Lusa/AO Online   Nacional   7 de Jan de 2015, 09:19

O novo líder do PSD/Madeira, Miguel Albuquerque, assegura estar "fora de questão" e ser "impensável" assumir a presidência do Governo Regional sem a realização de eleições legislativas e rejeitou a possibilidade de negociações nesta matéria.

“Está completamente fora de questão assumir a presidência do governo sem a realização de eleições. Não há negociação possível”, disse Miguel Albuquerque em entrevista à agência Lusa.

O sucessor de Alberto João Jardim na presidência do PSD/M, o ex-autarca do Funchal, eleito na segunda volta das eleições internas a 29 de dezembro com 64% dos votos dos militantes sociais-democratas madeirenses, vinca que “relativamente aos princípios da democracia não existe negociação” possível.

Segundo Miguel Albuquerque, “é impensável ao PSD/M assumir um governo sem estar com novas políticas e novos protagonistas sem ter uma base de legitimação democrática”.

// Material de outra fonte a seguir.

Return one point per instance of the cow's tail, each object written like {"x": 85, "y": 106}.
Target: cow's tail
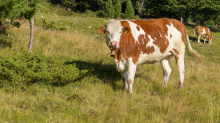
{"x": 197, "y": 55}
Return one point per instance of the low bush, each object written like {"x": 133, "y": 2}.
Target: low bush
{"x": 36, "y": 67}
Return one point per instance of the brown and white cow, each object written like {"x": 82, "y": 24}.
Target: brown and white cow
{"x": 204, "y": 32}
{"x": 136, "y": 42}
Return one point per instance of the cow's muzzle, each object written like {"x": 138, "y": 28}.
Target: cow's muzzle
{"x": 113, "y": 45}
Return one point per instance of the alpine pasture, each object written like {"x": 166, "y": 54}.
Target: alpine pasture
{"x": 99, "y": 96}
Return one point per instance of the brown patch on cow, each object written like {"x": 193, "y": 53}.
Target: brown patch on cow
{"x": 199, "y": 30}
{"x": 155, "y": 29}
{"x": 176, "y": 51}
{"x": 129, "y": 81}
{"x": 138, "y": 28}
{"x": 101, "y": 30}
{"x": 180, "y": 27}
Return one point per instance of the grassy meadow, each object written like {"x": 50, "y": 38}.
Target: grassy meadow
{"x": 99, "y": 96}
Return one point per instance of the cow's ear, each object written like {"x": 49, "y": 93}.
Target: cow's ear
{"x": 101, "y": 30}
{"x": 126, "y": 30}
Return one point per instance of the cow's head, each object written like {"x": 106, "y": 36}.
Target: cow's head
{"x": 113, "y": 30}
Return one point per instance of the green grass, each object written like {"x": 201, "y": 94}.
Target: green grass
{"x": 99, "y": 96}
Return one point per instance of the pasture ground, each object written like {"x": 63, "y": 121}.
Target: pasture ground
{"x": 99, "y": 96}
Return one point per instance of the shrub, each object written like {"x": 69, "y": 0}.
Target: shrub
{"x": 47, "y": 25}
{"x": 35, "y": 67}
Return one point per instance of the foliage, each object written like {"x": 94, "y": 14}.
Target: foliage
{"x": 109, "y": 9}
{"x": 35, "y": 67}
{"x": 14, "y": 9}
{"x": 47, "y": 25}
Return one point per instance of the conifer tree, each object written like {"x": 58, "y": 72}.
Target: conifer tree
{"x": 117, "y": 5}
{"x": 19, "y": 9}
{"x": 129, "y": 11}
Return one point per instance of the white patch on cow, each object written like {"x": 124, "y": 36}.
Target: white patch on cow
{"x": 135, "y": 33}
{"x": 113, "y": 31}
{"x": 121, "y": 66}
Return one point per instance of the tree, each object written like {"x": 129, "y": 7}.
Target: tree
{"x": 129, "y": 11}
{"x": 15, "y": 9}
{"x": 109, "y": 9}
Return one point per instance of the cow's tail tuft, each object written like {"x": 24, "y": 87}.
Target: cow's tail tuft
{"x": 197, "y": 55}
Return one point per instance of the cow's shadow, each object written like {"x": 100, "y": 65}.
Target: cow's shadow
{"x": 107, "y": 73}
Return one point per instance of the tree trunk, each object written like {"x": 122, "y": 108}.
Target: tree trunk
{"x": 31, "y": 34}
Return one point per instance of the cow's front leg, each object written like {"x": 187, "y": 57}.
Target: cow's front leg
{"x": 130, "y": 74}
{"x": 125, "y": 78}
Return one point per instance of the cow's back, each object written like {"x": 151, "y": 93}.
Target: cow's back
{"x": 151, "y": 39}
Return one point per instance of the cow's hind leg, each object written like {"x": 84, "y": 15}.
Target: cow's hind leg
{"x": 166, "y": 71}
{"x": 130, "y": 74}
{"x": 124, "y": 78}
{"x": 181, "y": 68}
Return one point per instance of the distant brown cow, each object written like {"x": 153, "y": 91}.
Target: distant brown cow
{"x": 204, "y": 32}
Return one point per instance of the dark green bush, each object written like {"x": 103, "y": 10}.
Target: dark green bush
{"x": 47, "y": 25}
{"x": 35, "y": 67}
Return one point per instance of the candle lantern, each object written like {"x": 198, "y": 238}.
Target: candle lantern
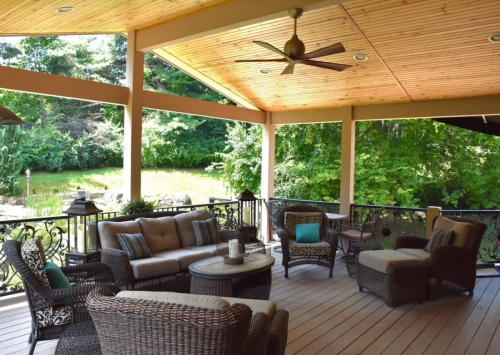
{"x": 247, "y": 208}
{"x": 84, "y": 209}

O líder eleito aponta a conquista da maioria absoluta como uma das suas metas, mas admite que “nada é garantido em democracia”, considerando que o partido tem uma “grande possibilidade de voltar a reconquistar a confiança dos madeirenses e porto-santenses.

“Vamos avançar com um projeto para termos uma maioria clara do governo e isso não significa prepotência, significa estabilidade governativa”, sublinhou.

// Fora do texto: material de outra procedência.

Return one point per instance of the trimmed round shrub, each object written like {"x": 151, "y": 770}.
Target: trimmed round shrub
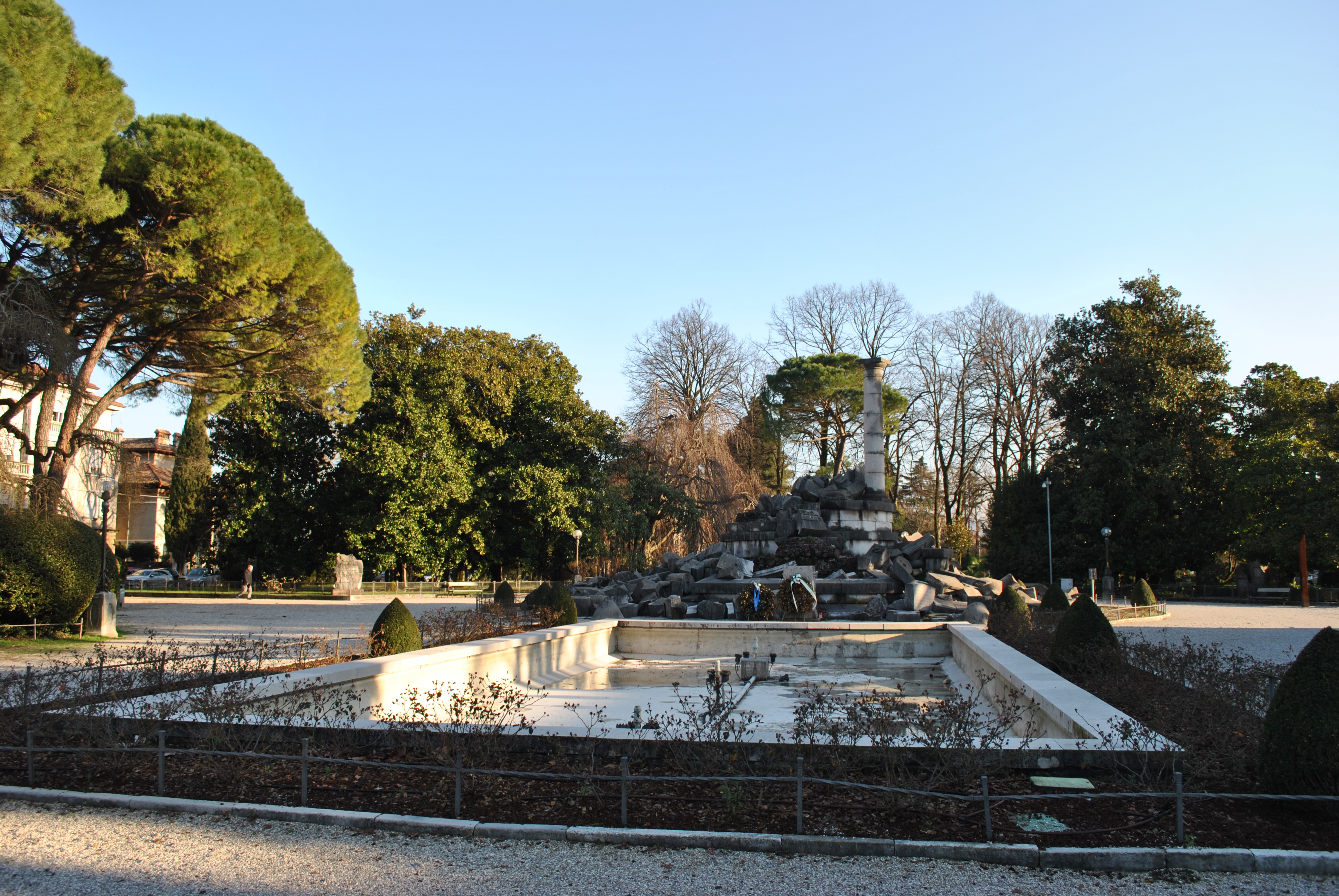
{"x": 1298, "y": 752}
{"x": 1082, "y": 630}
{"x": 396, "y": 631}
{"x": 49, "y": 567}
{"x": 1010, "y": 614}
{"x": 555, "y": 599}
{"x": 563, "y": 606}
{"x": 537, "y": 598}
{"x": 1143, "y": 595}
{"x": 756, "y": 603}
{"x": 1054, "y": 599}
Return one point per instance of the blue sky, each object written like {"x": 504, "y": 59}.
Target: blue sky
{"x": 578, "y": 170}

Mas, caso tal não aconteça, aponta que “o quadro parlamentar oferece sempre possibilidades de solução para essa questão”, escusando-se a concretizar expressamente se tal passaria por uma coligação com outro partido.

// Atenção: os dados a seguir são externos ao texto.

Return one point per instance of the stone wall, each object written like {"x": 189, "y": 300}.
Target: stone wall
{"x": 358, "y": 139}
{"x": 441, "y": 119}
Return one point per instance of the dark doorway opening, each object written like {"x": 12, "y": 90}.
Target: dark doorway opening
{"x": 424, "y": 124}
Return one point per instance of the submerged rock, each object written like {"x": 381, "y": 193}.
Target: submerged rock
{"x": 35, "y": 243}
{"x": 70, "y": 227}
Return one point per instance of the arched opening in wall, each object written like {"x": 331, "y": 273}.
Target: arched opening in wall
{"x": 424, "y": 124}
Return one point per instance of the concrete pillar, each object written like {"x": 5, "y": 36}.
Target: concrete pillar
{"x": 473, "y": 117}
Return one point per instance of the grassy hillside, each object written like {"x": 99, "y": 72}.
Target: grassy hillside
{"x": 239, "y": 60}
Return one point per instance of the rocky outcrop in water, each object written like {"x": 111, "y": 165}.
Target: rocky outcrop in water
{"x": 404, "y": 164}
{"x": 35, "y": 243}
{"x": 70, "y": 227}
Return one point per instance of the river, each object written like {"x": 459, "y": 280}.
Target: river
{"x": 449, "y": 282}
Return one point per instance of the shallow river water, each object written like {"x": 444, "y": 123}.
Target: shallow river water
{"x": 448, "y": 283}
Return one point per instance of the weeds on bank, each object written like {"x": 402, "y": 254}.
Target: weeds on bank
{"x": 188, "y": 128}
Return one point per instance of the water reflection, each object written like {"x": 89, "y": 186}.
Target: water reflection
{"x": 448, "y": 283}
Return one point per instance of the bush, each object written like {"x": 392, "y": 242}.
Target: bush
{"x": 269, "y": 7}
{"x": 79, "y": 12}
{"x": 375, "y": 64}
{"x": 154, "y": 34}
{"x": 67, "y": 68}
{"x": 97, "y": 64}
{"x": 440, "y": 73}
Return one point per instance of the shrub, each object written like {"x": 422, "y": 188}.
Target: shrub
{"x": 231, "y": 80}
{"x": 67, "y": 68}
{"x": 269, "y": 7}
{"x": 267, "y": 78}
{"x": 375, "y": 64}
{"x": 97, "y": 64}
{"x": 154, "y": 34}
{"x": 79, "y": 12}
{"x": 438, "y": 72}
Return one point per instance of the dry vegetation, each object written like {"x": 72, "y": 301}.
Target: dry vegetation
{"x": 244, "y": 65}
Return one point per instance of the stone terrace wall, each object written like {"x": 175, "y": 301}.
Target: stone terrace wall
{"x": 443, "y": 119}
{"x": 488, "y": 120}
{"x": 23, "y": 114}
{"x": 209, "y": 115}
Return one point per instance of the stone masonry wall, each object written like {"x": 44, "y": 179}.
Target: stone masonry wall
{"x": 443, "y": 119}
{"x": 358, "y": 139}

Se suceder a Jardim também na presidência do executivo madeirense, Albuquerque herda uma elevada dívida pública regional avaliada em 6,3 mil milhões de euros.

“É um dos problemas”, admitiu, salientando que a Madeira tem conseguido cumprir com as suas obrigações no quadro do plano de resgate que celebrou com a República.

Contudo, diz “não haver dúvida que as atuais circunstâncias são favoráveis no futuro ao alívio, sobretudo de alguns prazos e encargos, que, neste momento, não pondo em causa o cumprimento, são fundamentais serem alterados”, por forma a “canalizar recursos para a dinamização da economia regional em setores decisivos” e penalizar menos as famílias e das empresas

“Tudo é possível resolver. Temos, como o Estado português tem, uma dívida elevada, mas é evidente que essa dívida eleva-a num contexto de gestão pública da região tem que ser compatível com as apostas fundamentais no crescimento da nossa economia e do emprego”, sustentou.

O novo presidente do PSD/M, que sempre apoiou o líder nacional do partido e primeiro-ministro, Pedro Passos Coelho, preconiza um melhor relacionamento com as instituições do Estado.

“Acho que a Madeira não deve nunca boicotar pontes”, sublinha, defendendo que a região tem “a possibilidade de defender os seus interesses de uma forma determinada, sem aquela conflitualidade ruidosa que acontecia há uns anos atrás” e que é “fundamental estabelecer pontes de contacto para o diálogo necessário e os entendimentos que são fulcrais para as políticas que precisa implementar no futuro”.

Na opinião de Miguel Albuquerque, “a Madeira não se pode fechar sobre si própria. Tem de se afirmar como uma região cosmopolita, aberta, no contexto do mundo global que estamos a viver”.